Journal of Healthcare Engineering

Research Article

Learning to Discriminate Adversarial Examples by Sensitivity Inconsistency in IoHT Systems

Table 3

Detection performance of three detection methods. The model, dataset, and attack method are consistent for the training and testing phases. As Deepwordbug is a character-level attack and FGWS detection is just designed for word-level attacks, the experimental results of Deepwordbug detection with FGWS are not meaningful, and “—” in the table indicates that the experiment is not conducted.

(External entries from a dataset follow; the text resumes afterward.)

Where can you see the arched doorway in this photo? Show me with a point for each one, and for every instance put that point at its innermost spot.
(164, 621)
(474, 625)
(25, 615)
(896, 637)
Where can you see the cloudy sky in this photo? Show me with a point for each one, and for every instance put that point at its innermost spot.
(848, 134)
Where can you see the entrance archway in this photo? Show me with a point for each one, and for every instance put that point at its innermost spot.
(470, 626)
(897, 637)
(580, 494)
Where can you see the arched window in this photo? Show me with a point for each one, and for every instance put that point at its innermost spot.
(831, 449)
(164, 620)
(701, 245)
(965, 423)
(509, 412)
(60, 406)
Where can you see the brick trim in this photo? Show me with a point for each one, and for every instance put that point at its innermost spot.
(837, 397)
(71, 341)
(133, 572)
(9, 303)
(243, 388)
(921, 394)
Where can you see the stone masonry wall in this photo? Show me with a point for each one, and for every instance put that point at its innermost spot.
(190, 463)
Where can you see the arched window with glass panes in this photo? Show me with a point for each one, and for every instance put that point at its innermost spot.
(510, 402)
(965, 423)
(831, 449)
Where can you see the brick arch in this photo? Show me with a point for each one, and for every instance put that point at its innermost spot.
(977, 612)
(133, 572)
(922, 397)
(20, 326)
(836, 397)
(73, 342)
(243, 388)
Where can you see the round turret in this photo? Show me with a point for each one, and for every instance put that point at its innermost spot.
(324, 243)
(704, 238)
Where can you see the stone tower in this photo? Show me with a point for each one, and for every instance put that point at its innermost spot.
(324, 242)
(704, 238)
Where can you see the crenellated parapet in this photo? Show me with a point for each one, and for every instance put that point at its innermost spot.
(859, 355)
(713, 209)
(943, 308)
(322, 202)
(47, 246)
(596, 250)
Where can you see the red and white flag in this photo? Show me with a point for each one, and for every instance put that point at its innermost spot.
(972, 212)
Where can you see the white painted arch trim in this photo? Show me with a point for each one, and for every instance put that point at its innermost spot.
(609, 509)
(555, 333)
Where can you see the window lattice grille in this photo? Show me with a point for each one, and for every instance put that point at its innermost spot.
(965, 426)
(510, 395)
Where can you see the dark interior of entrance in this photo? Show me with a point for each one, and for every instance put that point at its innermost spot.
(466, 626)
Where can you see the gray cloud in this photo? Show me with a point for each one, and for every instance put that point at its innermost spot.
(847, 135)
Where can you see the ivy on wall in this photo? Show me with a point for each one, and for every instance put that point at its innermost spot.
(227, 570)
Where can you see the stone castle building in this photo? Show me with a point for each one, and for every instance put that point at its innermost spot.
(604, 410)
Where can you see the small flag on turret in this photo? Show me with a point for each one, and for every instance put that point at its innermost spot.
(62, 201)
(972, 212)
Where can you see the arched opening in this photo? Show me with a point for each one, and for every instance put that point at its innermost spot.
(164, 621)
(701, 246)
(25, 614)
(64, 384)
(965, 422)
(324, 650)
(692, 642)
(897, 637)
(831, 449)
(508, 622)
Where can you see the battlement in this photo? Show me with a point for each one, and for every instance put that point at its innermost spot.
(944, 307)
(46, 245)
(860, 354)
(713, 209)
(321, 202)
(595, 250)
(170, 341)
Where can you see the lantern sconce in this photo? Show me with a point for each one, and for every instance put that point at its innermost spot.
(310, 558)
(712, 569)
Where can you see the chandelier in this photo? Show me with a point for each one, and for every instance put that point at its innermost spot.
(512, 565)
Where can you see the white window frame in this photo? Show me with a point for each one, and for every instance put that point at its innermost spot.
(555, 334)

Model	Dataset	Attack	Recall (%)			F1-score (%)
Model	Dataset	Attack	FGWS	WDR	SIFD	FGWS	WDR	SIFD

BERT	AG’s news	TextFooler	81.5	83.0	91.7	87.5	86.1	90.7
		PWWS	85.1	87.9	91.9	89.7	90.5	92.2
		BAE	49.7	80.0	86.7	57.2	81.2	84.5
		Deepwordbug	—	75.4	85.0	—	78.3	85.6
	IMDB	TextFooler	79.9	95.5	97.2	86.6	95.8	96.4
		PWWS	82.5	92.7	95.5	85.8	94.2	96.0
		BAE	56.7	90.3	96.2	67.8	93.1	96.3
		Deepwordbug	—	92.0	94.2	—	92.7	94.8

CNN	AG’s news	TextFooler	82.9	92.0	95.5	86.2	89.7	91.5
		PWWS	86.8	91.0	94.0	91.2	86.0	90.6
		BAE	56.7	88.2	92.4	62.1	85.5	88.5
		Deepwordbug	—	91.0	92.4	—	86.3	84.9
	IMDB	TextFooler	75.9	89.9	99.7	85.3	91.5	97.8
		PWWS	80.2	87.2	99.0	86.0	87.2	96.5
		BAE	59.8	88.9	98.2	70.1	87.1	96.5
		Deepwordbug	—	91.2	97.9	—	89.6	95.7

LSTM	AG’s news	TextFooler	86.2	91.3	96.2	90.1	87.8	91.2
		PWWS	84.7	84.6	94.5	90.4	86.8	88.5
		BAE	62.2	88.2	91.7	67.9	88.8	90.3
		Deepwordbug	—	83.4	88.6	—	83.3	84.1
	IMDB	TextFooler	77.4	94.8	97.8	83.8	95.0	95.4
		PWWS	70.5	92.5	92.0	80.0	92.4	92.7
		BAE	48.8	95.5	96.9	57.4	95.5	97.7
		Deepwordbug	—	92.0	92.2	—	93.6	91.5

Bold values indicate the optimal results among three defense methods.